Both candidates stressed that the choice facing voters is a monumental one, with Biden focusing on Trump’s handling of the pandemic and Trump warning about the potential negative effects that Biden’s policies could have on the economy.
“We’re at an inflection point, so we have to vote like we’ve never done before,” Biden said. “In two days, we can put an end to a presidency that’s failed to protect this nation.”
The Biden campaign has focused the main thrust of its attacks on Trump's handling of the pandemic.
Trump spent the first leg of his campaign touting the roaring economy but has been forced to regroup due to the economic nosedive triggered by the lockdowns meant to limit the spread of the CCP virus. The president on Nov. 1 touted the rapid recovery evidenced by the 33.1 percent GDP growth in the third quarter of 2020.

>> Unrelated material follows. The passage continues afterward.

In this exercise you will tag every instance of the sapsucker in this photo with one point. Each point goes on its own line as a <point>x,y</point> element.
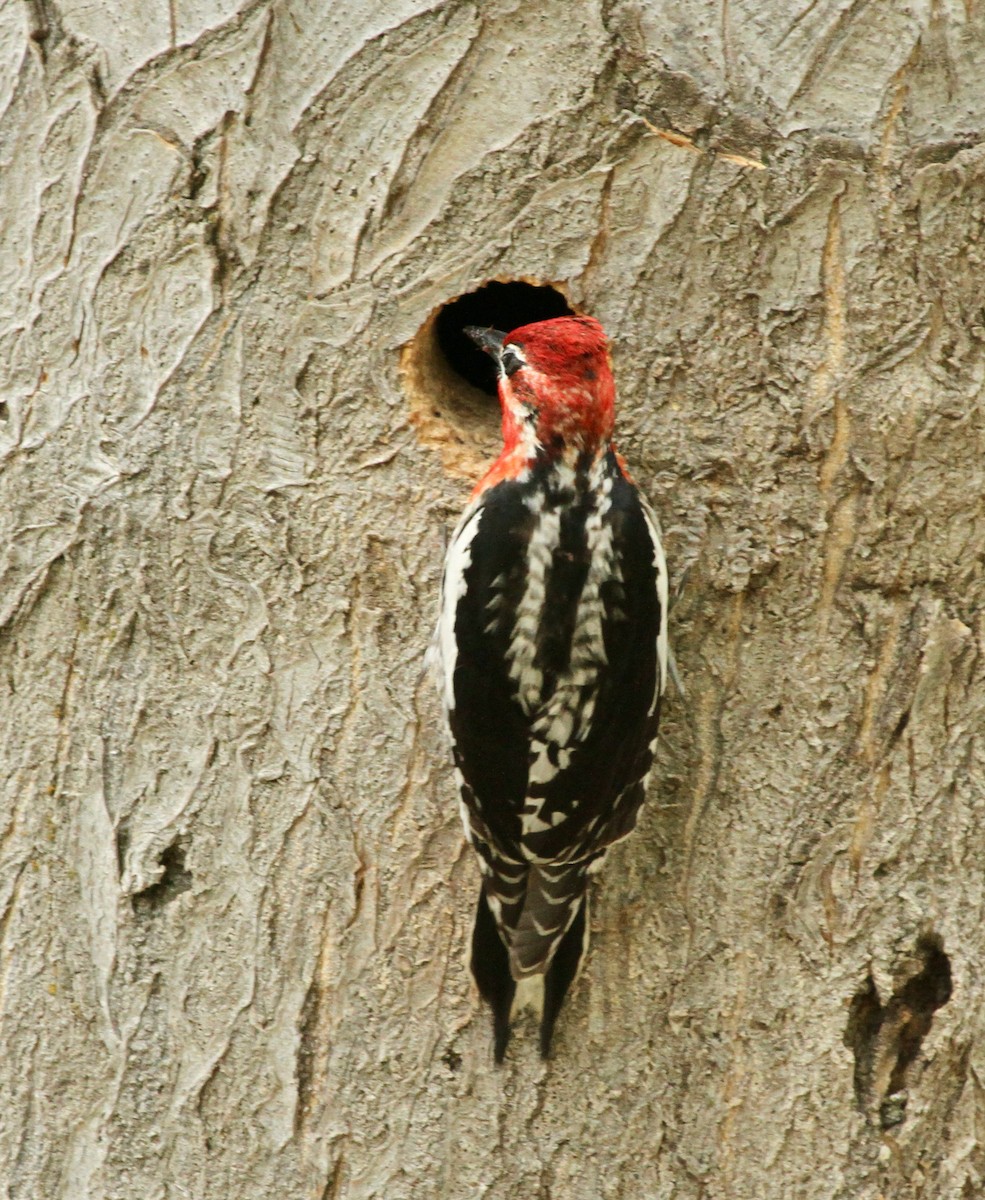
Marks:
<point>552,643</point>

“This election is a choice between a Biden depression or a Trump super boom,” the president said.
Barring a landslide victory by either candidate on the night of Nov. 3, the election results could take days to determine, due to a massive wave of mail-in ballots and changes in how late states can receive and count the votes arriving by mail. Ballots can be returned by mail after Election Day in 24 states, including key battlegrounds like Pennsylvania, Michigan, Iowa, Ohio, and Minnesota, according to AP Election Research Group. The secretary of state of Pennsylvania, which some view as the state that may decide the election, said that all ballots would be counted in a matter of days.